Ich trug ihn in mein Gewölbe und legte ihn zum Verkauf aus, setzte
aber auf ihn einen so hohen Preis, daß ich gewiß war, keinen Käufer
zu finden. Mein Zweck dabei war, jeden, der nach dem Pelz fragen
würde, scharf ins Auge zu fassen; denn die Gestalt des Unbekannten,
die sich mir nach Verlust des Mantels, wenn auch nur flüchtig, doch
bestimmt zeigte, wollte ich aus Tausenden erkennen. Es fanden sich
viele Kauflustige zu dem Mantel, dessen außerordentliche Schönheit
alle Augen auf sich zog; aber keiner glich entfernt dem Unbekannten,
keiner wollte den hohen Preis von zweihundert Zechinen dafür bezahlen.
Auffallend war mir dabei, daß, wenn ich einen oder den anderen
fragte, ob denn sonst kein solcher Mantel in Florenz sei, alle mit
"Nein!" antworteten und versicherten, eine so kostbare und
geschmackvolle Arbeit nie gesehen zu haben.
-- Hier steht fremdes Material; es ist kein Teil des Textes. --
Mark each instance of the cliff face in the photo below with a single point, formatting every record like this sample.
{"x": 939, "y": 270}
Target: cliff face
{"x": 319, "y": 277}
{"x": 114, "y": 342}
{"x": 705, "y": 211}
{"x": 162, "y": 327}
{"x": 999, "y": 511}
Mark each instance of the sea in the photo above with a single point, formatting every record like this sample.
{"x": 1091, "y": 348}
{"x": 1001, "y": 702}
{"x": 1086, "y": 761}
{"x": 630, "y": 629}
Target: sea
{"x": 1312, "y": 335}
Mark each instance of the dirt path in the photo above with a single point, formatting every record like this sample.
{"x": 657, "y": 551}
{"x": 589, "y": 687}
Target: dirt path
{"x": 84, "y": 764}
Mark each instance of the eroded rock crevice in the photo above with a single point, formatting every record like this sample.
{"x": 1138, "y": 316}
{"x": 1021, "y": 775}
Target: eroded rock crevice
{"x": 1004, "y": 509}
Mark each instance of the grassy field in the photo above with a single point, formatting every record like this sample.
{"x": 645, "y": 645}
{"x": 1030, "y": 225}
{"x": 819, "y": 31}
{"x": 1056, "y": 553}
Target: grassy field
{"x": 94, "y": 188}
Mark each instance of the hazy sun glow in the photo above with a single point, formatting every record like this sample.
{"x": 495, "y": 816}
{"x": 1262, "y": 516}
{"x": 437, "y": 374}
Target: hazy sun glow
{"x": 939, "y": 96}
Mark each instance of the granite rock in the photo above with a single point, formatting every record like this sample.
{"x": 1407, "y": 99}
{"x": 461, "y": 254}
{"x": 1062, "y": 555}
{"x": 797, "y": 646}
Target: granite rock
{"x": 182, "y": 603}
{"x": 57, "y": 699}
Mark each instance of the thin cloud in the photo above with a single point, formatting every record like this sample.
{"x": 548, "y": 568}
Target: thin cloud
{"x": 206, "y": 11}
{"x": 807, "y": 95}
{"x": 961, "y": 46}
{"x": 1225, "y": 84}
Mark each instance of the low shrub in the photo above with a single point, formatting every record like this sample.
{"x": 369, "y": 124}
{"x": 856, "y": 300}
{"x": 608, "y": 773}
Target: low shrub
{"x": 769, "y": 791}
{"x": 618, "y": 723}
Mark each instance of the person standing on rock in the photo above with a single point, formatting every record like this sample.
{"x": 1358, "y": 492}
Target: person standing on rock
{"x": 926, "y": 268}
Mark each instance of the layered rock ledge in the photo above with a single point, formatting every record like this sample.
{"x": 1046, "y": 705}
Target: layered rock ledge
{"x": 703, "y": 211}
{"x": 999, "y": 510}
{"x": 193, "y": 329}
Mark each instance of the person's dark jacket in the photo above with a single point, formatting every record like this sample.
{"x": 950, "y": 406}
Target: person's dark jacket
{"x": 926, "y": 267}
Es wollte schon Abend werden, da kam endlich ein junger Mann, der
schon oft bei mir gewesen war und auch heute viel auf den Mantel
geboten hatte, warf einen Beutel mit Zechinen auf den Tisch und rief:
"Bei Gott! Zaleukos, ich muß deinen Mantel haben, und sollte ich zum
Bettler darüber werden." Zugleich begann er, seine Goldstücke
aufzuzählen. Ich kam in große Not; ich hatte den Mantel nur
ausgehängt, um vielleicht die Blicke meines Unbekannten darauf zu
ziehen, und jetzt kam ein junger Tor, um den ungeheuren Preis zu
zahlen.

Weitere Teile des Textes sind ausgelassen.